The problem
I'd like to ask if I differentiated the following function $F(\boldsymbol a)$ correctly:
$$ F(\boldsymbol a) = \lVert \boldsymbol P(\boldsymbol a) - \boldsymbol b \rVert^2 \\ \frac{\partial F}{\partial \boldsymbol a} = \ ? $$
where
$$\begin{align} \boldsymbol a, \boldsymbol b &\in \mathbb R^{3}\\ \boldsymbol P&: \mathbb R^{3} \to \mathbb R^{3}\\ F&: \mathbb R^{3} \to \mathbb R \end{align} $$
and $\lVert \cdot\rVert^2$ is the squared norm (dot product).
My attempt to solution
I proceeded by writing the dot product explicitly and differentiating w.r.t. each of the 3 components of $\boldsymbol a$:
$$\begin{align} F(\boldsymbol a) &= (\boldsymbol P_1(\boldsymbol a) - b_1)^2 + (\boldsymbol P_2(\boldsymbol a) - b_2)^2 + (\boldsymbol P_3(\boldsymbol a) - b_3)^2\\ % % \frac{\partial F}{\partial \boldsymbol a} &= \begin{bmatrix} \partial_{\boldsymbol a1}\ F(\boldsymbol a)\\ \partial_{\boldsymbol a2}\ F(\boldsymbol a)\\ \partial_{\boldsymbol a3}\ F(\boldsymbol a) \end{bmatrix} \end{align}$$
where $b_i$ is the $i$-th component of $\boldsymbol b$ (analogously for $\boldsymbol a$), and $\boldsymbol P_i(\boldsymbol a)$ is the $i$-th component of the vector $\boldsymbol P(\boldsymbol a)$.

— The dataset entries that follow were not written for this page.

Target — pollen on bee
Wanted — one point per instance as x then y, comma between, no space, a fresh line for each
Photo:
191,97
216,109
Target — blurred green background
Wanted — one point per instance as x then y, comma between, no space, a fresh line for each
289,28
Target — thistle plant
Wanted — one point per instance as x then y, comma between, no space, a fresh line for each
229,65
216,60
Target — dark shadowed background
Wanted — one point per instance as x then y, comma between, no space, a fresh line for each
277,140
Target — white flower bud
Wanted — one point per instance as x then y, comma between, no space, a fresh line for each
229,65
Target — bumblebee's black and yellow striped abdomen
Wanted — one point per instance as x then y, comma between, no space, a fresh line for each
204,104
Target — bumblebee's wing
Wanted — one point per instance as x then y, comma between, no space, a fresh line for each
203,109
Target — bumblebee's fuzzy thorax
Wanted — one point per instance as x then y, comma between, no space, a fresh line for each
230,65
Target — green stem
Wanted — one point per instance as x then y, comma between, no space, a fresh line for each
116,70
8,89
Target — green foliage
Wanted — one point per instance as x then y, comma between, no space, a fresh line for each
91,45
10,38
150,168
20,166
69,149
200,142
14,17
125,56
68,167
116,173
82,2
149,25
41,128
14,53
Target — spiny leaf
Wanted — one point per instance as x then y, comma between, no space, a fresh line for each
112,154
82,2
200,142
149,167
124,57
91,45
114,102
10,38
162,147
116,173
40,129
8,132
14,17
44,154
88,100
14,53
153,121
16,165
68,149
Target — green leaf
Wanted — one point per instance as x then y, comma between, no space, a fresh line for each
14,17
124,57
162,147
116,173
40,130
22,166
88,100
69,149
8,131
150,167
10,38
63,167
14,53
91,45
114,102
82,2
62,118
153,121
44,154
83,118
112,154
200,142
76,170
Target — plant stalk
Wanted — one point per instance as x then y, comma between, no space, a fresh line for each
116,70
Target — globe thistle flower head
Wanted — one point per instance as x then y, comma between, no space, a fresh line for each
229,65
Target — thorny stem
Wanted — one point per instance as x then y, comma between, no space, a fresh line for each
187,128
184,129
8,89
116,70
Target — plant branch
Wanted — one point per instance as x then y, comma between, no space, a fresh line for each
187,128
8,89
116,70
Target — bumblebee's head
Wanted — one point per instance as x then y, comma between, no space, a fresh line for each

The partial derivative of $F$ by $\boldsymbol a$'s component $i$: $$\begin{align} \partial_{\boldsymbol ai}\ F(\boldsymbol a) &= 2(\boldsymbol P_i(\boldsymbol a) - b_i)\cdot \frac{\partial \boldsymbol P_i}{\partial \boldsymbol a}(\boldsymbol a)\cdot \frac{\partial \boldsymbol a}{\partial a_i}(\boldsymbol a)\\ &= 2(\boldsymbol P_i(\boldsymbol a) - b_i)\cdot \frac{\partial \boldsymbol P_i}{\partial a_i}(\boldsymbol a) \end{align}$$
I could then rewrite $\frac{\partial F}{\partial \boldsymbol a}$ as:
$$\begin{align} \frac{\partial F}{\partial \boldsymbol a} = 2\boldsymbol M(\boldsymbol P(\boldsymbol a) - \boldsymbol b) \end{align}$$
where $\boldsymbol M$ is the diagonal-matrix created from $\nabla \boldsymbol P(\boldsymbol a)$.